In that category is legislation adding funds for the Iraq war, plus several billion dollars for military and civil construction. Differences  between bills the House and Senate passed are yet to be reconciled. But President Bush promises a veto if the final version has timetables for withdrawing U.S. troops from Iraq.

With the Pentagon saying troops need funds soon, Jeffrey D. Shoaf, Associated General Contractors’ senior executive director for government and public affairs, says, “I think there’s significant urgency to getting it done quickly.” He predicts “a lot of horse trading” before there’s a deal. The bills’ construction funding so far has not been all that controversial, he says.

House and Senate committees have cleared water-resources bills authorizing Corps of Engineers projects. The chambers passed similar measures last Congress but failed to strike a deal. “We just hope they’ll continue to keep up the momentum,” says Susan Monteverde, American Association of Port Authorities’ vice president for government relations.

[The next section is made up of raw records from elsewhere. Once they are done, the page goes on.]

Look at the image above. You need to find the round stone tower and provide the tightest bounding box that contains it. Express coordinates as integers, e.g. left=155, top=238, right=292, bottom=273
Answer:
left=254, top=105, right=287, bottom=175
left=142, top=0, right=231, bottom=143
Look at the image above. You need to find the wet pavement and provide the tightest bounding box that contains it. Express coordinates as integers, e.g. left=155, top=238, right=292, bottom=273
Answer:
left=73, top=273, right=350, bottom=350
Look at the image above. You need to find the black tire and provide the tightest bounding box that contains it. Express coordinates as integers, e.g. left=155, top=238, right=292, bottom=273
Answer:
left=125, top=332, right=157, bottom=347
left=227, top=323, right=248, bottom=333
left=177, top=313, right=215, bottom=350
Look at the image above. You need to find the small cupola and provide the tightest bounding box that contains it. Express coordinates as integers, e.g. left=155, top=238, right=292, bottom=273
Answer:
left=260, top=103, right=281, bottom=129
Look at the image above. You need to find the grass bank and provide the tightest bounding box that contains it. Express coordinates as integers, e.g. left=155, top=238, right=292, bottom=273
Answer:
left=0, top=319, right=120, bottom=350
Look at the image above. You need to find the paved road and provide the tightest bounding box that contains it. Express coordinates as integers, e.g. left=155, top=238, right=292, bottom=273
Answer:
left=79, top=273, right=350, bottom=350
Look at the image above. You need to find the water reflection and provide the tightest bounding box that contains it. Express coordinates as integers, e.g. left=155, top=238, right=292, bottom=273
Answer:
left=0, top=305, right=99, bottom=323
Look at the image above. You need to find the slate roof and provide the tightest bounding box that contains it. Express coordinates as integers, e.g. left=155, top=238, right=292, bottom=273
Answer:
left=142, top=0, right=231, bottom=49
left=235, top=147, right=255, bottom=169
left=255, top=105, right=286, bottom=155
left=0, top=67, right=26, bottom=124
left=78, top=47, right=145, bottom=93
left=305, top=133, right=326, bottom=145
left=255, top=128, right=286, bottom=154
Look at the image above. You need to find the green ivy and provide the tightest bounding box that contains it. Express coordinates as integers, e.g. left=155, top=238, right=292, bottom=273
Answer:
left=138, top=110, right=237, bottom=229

An aviation bill to extend the Airport Improvement Program faces a Sept. 30 deadline. The Bush administration proposed sweeping changes. But Debby McElroy, Airports Council International-North America senior vice president for government affairs, says, “The bottom line is, both the House and Senate committees are writing their own bill.”

ACI-NA wants the passenger facility charge cap to rise to $7.50, from $4.50, and the Airport Improvement Program to hit $3.8 billion in 2008, $4 billion in 2009 and $4.1 billion in 2010. “I still think that [an aviation bill] is something that, if they can’t get done right on time, they can get done close to on time,” says Steve Hall, American Council of Engineering Companies’ vice president for government affairs.